Dangers of steroids real
William C. Kashatus
June 17, 2013
On July 15, 2003, Taylor Hooton, a 6′ 1″, 205-pound pitcher at Plano West High School north of Dallas fashioned a noose of leather belts and hung himself from his bedroom door. When the room was inspected by the police, vials of steroids, along with syringes and needles, were found. An autopsy by the county medical examiner confirmed the presence of metabolized anabolic steroids in the pitcher’s system.
After the suicide, one of Taylor’s teammates confirmed that he’d begun his steroid use in order to “get bigger” and “to improve his performance on the mound.” Instead, Taylor, a gifted, popular student with a bright future, spiraled into a serious depression. The results proved fatal.
Hooton’s example is extreme. But the use of appearance- and performance-enhancing drugs by teens is even more troubling than the use of PEDs by elite athletes in professional baseball, football and track and field. What’s worse, adolescent steroid use is growing.
The Taylor Hooton Foundation, a non-profit organization underwritten by Major League Baseball, was established by the late pitcher’s family to honor his memory. The foundation is hosting an outreach program at Minute Maid Park on Wednesday to educate students, parents and coaches about the signs and dangers of steroid use.
Adolescents use steroids for the very same reasons the pros do. PEDs build muscle mass, augment quickness and improve recovery time from injury. These assets give the athlete a competitive edge in terms of power, speed and endurance. Interestingly, the fastest-growing group of steroid users is female non-athletes intent on improving their physical appearance.
At the same time, PEDs taken in mega-doses have been linked to tendon and ligament tears, kidney and liver damage, impotence, heart disease and cancer.
Unlike pro athletes, teenagers are more susceptible to the physiological and psychological effects of steroids because of the natural hormonal imbalance. The effects include irritability, rage, depression and suicidal tendencies. The psychiatric symptoms associated with steroid withdrawal persist for a year or more after the abuser stops using.
While elite athletes know the side effects of steroid use and can afford to pay the exorbitant cost for the unadulterated product, teens are clueless and purchase less expensive substances that may be contaminated and, hence, even more dangerous. But they are still willing to take the risk in order to improve their athletic performance and self-confidence and attract the opposite sex.
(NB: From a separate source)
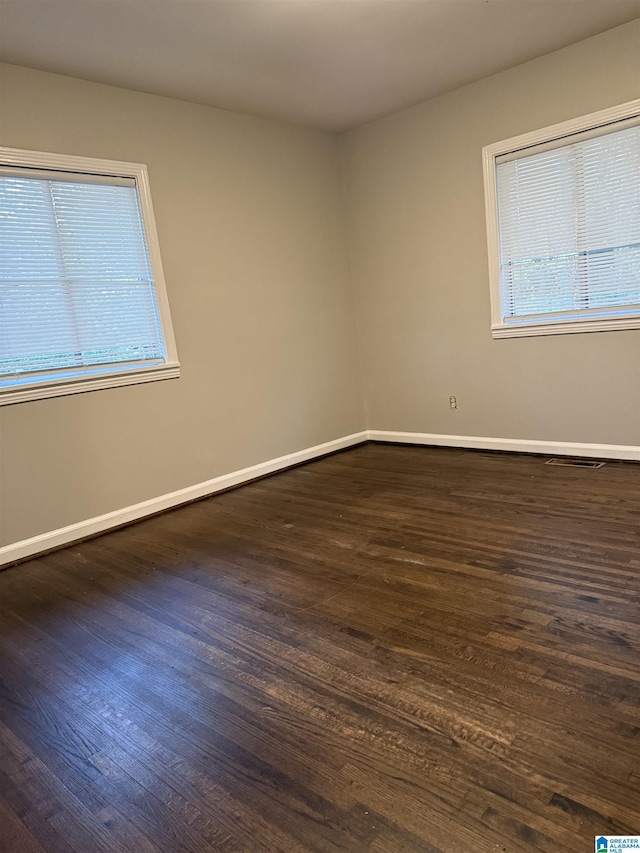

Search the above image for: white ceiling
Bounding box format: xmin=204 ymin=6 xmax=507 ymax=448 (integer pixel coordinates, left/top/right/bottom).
xmin=0 ymin=0 xmax=640 ymax=131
There is a desperate need for greater awareness of the dangers and symptoms of steroid use among adults. Unfortunately, most parents cannot distinguish between those symptoms and the extreme mood swings, severe acne and physical maturation associated with adolescence. Nor does testing for hallucinogenic drugs expose steroid use, making it more difficult for concerned parents to seek help.
Sadly, there are some parents – and coaches – who purposely choose to look the other way. They’ve been deluded by the “win-at-all costs” attitude that has worked its way down from the pros to amateur sports. It’s an attitude embraced by PED-using role models like Lance Armstrong and Barry Bonds; by parents who push their kids in the hope of obtaining a college athletic scholarship; and by coaches who encourage their players to get bigger in order to build a championship program.
Regardless of one’s position, there is no denying the fact that steroids are illegal. Their sale and use without a physician’s prescription is a felony. Scientists, doctors and lawmakers long ago decided that steroids are so dangerous that they must be subject to medical and legal control. None of this, however, has stopped adolescents from abusing the drug.
It’s time for parents, coaches and the professional athletes who, whether they like it or not, are role models for our kids, to take greater responsibility on this issue. If we fail, we have nobody to blame but ourselves.